Mais Antlitz a reconnu que l’inquiétude des consommateurs concernant la recharge des véhicules électriques subsistait, ajoutant que Scout proposerait également un « prolongateur d’autonomie » à essence pour soutenir le moteur électrique. « La transition vers la mobilité électrique aux États-Unis n’est pas aussi rapide qu’on le pensait initialement », a-t-il ajouté.
Le plus grand constructeur automobile européen a réalisé plusieurs investissements importants pour renforcer ses capacités aux États-Unis. Plus tôt ce mois-ci, elle a officiellement lancé sa coentreprise de logiciels avec la start-up californienne Rivian, augmentant ainsi son investissement de 800 millions de dollars pour atteindre 5,8 milliards de dollars.

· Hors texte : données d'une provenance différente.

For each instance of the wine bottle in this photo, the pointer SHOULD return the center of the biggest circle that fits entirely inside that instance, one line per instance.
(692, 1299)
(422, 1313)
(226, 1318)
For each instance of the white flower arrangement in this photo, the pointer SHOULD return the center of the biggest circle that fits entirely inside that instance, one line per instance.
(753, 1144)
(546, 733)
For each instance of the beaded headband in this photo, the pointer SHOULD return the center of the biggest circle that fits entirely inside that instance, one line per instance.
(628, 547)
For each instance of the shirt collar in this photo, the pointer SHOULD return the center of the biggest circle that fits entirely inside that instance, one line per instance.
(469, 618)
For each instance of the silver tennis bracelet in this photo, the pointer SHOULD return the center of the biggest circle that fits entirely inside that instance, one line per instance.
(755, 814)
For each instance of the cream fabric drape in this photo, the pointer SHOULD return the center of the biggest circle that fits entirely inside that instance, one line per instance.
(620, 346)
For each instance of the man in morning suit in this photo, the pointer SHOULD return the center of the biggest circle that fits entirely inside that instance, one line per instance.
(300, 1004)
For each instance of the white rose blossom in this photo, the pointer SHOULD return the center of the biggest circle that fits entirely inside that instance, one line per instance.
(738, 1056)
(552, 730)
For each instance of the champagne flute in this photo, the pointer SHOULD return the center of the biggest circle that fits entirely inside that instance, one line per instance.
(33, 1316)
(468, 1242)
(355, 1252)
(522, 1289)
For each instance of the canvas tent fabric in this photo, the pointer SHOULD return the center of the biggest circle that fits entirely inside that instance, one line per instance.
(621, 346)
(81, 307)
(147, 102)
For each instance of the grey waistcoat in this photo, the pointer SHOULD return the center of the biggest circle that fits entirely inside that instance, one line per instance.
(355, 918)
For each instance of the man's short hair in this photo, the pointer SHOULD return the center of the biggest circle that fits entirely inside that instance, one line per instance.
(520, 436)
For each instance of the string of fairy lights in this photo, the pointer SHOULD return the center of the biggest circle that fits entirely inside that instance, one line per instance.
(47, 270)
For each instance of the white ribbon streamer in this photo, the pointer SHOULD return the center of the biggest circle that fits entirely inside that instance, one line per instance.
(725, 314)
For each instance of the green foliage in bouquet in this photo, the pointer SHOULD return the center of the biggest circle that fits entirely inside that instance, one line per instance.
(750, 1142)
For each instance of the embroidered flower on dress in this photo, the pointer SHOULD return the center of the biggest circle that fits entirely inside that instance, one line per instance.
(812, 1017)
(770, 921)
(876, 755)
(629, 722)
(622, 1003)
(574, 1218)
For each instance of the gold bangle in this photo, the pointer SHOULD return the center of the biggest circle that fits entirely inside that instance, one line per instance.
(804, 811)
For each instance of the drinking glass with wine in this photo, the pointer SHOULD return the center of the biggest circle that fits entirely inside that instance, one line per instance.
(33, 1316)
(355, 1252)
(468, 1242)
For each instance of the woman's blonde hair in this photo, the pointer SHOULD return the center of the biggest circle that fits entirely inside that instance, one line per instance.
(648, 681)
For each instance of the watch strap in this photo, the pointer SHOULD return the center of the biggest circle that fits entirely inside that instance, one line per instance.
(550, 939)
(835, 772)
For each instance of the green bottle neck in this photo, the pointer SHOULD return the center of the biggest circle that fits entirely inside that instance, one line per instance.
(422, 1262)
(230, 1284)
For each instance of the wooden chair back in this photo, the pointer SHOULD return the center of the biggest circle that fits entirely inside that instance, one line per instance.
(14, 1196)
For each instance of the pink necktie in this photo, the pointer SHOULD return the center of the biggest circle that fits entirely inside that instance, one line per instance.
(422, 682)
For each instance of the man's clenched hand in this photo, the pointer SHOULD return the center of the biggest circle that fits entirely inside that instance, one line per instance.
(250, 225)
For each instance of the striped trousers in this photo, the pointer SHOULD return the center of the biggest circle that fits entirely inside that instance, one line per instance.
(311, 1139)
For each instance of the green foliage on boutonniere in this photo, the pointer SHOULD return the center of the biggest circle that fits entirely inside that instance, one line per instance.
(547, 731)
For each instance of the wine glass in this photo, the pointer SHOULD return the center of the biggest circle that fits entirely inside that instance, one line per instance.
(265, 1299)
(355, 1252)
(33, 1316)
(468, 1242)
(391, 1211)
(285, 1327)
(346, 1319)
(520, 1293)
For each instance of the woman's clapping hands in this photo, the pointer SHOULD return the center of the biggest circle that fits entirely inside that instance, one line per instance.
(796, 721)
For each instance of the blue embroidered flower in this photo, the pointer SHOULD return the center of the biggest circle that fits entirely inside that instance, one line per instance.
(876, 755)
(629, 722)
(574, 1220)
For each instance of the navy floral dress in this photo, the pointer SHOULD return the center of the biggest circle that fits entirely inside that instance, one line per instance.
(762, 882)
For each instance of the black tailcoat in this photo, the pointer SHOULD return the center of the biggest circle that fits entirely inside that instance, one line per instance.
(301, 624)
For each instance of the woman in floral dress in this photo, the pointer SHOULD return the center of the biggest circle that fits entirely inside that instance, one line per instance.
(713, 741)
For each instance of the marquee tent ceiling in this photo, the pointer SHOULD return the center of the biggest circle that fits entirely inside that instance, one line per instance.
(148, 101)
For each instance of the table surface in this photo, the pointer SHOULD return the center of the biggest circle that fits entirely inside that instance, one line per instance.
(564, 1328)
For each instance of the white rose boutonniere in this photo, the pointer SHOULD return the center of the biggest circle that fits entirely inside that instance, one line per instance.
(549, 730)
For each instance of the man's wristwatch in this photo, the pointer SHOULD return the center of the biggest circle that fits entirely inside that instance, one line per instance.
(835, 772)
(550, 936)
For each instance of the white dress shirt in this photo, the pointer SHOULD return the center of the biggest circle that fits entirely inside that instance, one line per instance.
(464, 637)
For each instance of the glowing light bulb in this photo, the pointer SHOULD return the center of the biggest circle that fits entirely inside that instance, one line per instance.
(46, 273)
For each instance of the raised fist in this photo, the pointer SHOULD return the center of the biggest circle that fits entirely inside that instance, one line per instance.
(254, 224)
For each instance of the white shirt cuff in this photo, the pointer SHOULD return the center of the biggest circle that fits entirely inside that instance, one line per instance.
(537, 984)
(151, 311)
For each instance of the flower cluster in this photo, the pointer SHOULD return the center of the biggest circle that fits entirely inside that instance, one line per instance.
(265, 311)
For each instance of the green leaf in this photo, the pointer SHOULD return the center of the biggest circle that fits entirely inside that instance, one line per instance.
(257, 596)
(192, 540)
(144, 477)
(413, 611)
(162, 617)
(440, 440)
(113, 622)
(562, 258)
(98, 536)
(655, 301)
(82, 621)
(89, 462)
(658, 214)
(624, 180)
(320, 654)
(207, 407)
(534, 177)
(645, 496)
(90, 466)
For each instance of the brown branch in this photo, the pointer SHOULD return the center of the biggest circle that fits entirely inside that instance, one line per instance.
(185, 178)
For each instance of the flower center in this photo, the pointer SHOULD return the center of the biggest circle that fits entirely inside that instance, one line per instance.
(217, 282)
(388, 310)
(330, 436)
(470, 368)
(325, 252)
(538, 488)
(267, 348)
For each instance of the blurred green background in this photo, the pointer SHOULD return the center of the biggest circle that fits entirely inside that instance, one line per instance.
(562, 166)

Mais même si leurs efforts portent leurs fruits, il est peu probable que les États-Unis soient aussi rentables que la Chine l’a été pour VW au cours de ses meilleures années. « Il n’y aura jamais d’autre Chine », a déclaré un ancien cadre d’un groupe automobile allemand. « Les États-Unis constituent un marché difficile, doté de caractéristiques très particulières et de concurrents bien établis. »
En plus de supprimer les subventions aux véhicules électriques, Trump devrait faire pression pour des droits de douane généraux de 10 à 20 pour cent sur les importations en provenance de tous les partenaires commerciaux et « des droits de douane de 100, 200, 2 000 pour cent » sur les voitures en provenance du Mexique – où VW et Audi assemblent 60 pour cent. pour cent et 25 pour cent, respectivement, de leurs véhicules vendus aux États-Unis.
L’impact immédiat des droits de douane devrait être faible pour VW, puisque environ 6 pour cent des volumes globaux de véhicules du groupe VW sont directement menacés par d’éventuels droits d’importation américains, selon les analystes.
Certaines marques sont cependant plus vulnérables. Porsche est nettement plus exposée, les États-Unis représentant environ un quart de ses ventes totales de voitures, toutes fabriquées en Allemagne. Audi ne fabrique pas non plus de voitures aux États-Unis.
Les droits de douane américains pourraient également toucher la gigantesque usine de batteries de VW au Canada, que l’entreprise s’est engagée l’année dernière à construire afin de fournir les véhicules électriques qu’elle envisage de vendre en Amérique du Nord. La décision a été prise après que le constructeur automobile a estimé que 10 milliards de dollars de subventions pourraient découler de la loi sur la réduction de l’inflation du président Joe Biden, dont l’avenir est désormais incertain.
Certains dirigeants de l’industrie automobile se demandent si les efforts renouvelés de VW pour conquérir les consommateurs américains pourraient connaître une nouvelle fin malheureuse.
L’ancien directeur de VW basé aux États-Unis a mis en doute la stratégie EV de son ancien employeur. « Ce n’est pas seulement Trump qui s’oppose aux ventes futures de véhicules électriques, c’est le sentiment des gens qui l’ont élu », a-t-il déclaré.